In this new world, AI will create and trade digital investment assets over high-speed private blockchains. Institutional investors will buy these assets because they trust the ability of the issuing firms. This means that incumbent firms will have a huge advantage.
This future might seem hard to fathom, and the details are necessarily vague because nobody has done this yet. However, the underlying blockchain technology and AI methods already exist. We simply need increased blockchain activity, improved AI capabilities, and corporate adoption.
Remember, if you had told people in 2009 that everyone would be talking about magical internet money called Bitcoin within 10 years, you would have been laughed out of the room.

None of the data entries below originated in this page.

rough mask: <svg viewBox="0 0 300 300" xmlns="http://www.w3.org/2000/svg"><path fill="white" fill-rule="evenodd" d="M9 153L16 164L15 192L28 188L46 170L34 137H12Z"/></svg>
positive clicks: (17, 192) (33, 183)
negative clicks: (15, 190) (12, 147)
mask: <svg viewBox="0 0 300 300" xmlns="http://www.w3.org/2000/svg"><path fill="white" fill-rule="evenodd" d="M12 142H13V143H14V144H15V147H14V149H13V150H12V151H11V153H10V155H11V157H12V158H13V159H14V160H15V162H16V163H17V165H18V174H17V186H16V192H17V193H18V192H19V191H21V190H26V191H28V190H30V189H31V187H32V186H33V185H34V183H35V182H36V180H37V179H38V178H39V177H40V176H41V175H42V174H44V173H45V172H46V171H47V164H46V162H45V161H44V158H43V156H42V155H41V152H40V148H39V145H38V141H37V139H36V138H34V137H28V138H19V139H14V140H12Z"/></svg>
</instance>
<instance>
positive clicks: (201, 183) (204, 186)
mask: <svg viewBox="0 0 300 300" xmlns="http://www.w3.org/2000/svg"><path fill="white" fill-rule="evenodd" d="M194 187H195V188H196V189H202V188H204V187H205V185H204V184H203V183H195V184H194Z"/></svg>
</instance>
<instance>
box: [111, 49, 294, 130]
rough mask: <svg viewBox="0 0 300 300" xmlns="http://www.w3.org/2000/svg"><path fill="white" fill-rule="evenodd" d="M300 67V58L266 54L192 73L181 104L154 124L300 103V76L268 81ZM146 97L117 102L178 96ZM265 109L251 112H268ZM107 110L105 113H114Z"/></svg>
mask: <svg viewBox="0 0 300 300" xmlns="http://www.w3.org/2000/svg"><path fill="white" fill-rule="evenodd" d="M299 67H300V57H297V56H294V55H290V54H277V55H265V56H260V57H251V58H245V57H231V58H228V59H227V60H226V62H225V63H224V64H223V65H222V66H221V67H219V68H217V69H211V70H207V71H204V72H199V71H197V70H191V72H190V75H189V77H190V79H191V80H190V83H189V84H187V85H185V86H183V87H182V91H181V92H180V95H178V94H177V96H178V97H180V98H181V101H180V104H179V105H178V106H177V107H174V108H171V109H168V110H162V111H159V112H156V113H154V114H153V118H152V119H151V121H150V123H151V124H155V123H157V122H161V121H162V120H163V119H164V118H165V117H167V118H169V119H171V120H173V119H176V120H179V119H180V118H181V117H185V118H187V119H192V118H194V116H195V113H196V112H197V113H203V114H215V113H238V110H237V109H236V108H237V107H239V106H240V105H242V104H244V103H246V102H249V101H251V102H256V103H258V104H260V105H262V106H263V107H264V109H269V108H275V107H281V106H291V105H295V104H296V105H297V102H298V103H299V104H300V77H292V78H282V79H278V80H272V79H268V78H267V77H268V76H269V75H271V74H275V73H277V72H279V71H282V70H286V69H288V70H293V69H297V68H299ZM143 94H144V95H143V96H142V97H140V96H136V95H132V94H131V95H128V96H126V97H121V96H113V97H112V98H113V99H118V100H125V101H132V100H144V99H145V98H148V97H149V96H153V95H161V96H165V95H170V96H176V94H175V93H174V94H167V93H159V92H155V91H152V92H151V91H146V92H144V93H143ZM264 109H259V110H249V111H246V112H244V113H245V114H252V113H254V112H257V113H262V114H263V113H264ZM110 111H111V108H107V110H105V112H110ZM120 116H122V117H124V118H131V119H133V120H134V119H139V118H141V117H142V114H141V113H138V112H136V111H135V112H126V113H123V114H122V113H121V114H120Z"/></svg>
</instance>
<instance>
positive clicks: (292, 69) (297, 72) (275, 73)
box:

Positioning your Organization for Blockchain and AI Convergence
Specific use cases for combining blockchain and AI will depend on company needs but the underlying theme will be data. Blockchain will ensure that data is secure, private and trustworthy. AI models will use this data to become more effective.
Companies can prepare themselves to develop combined AI and blockchain solutions by improving their digital and data capabilities
Executives must first determine the specific business needs and determine whether blockchain and AI can address these needs. If they already have AI initiatives in place, they can explore how blockchain could improve them. Alternatively, companies sitting on valuable data could monetize it by joining a blockchain ecosystem and sharing data with people building AI models.
For instance, an autonomous car company could store data collected by its cars on a blockchain. When self-driving cars go mainstream, they will collect huge amounts of driving data from on-board cameras and sensors. This data is used to improve the neural networks powering self-driving functions.
Storing this data securely and maintaining driver privacy is a business need. Storing data on blockchains can anonymize driver information, ensuring driver privacy. The car company can still use the data to improve its self-driving neural nets.
From a monetization perspective, the car company could share aggregated and anonymized driving data with insurance companies. Insurers can use the data to price self-driving car insurance more intelligently since self-driving cars have a different risk profile than regular cars. In the end, driver privacy is protected, the car company improves its self-driving capabilities, and the driver may get insurance at a better price.
The reason we haven’t yet seen many examples of joint adoption of blockchain and AI is that implementation at scale is challenging. Many businesses are still in the early stages of implementing blockchain and AI in isolation. Companies are still figuring out how to structure their organizations and modify business processes for blockchain and AI.
Companies can prepare themselves to develop combined AI and blockchain solutions by improving their digital and data capabilities. Digital transformation is a precursor to AI and blockchain adoption. Managing data and business processes using digital systems provides AI initiatives with firm-wide data, enabling AI implementation at scale.
Executives must also understand how to upgrade current data infrastructure to enable future AI and blockchain adoption. They must understand what kind of data needs to be collected and where the current gaps are. Building these core capabilities is like laying the foundation for a house — it greatly improves the chances of building successful blockchain and AI solutions.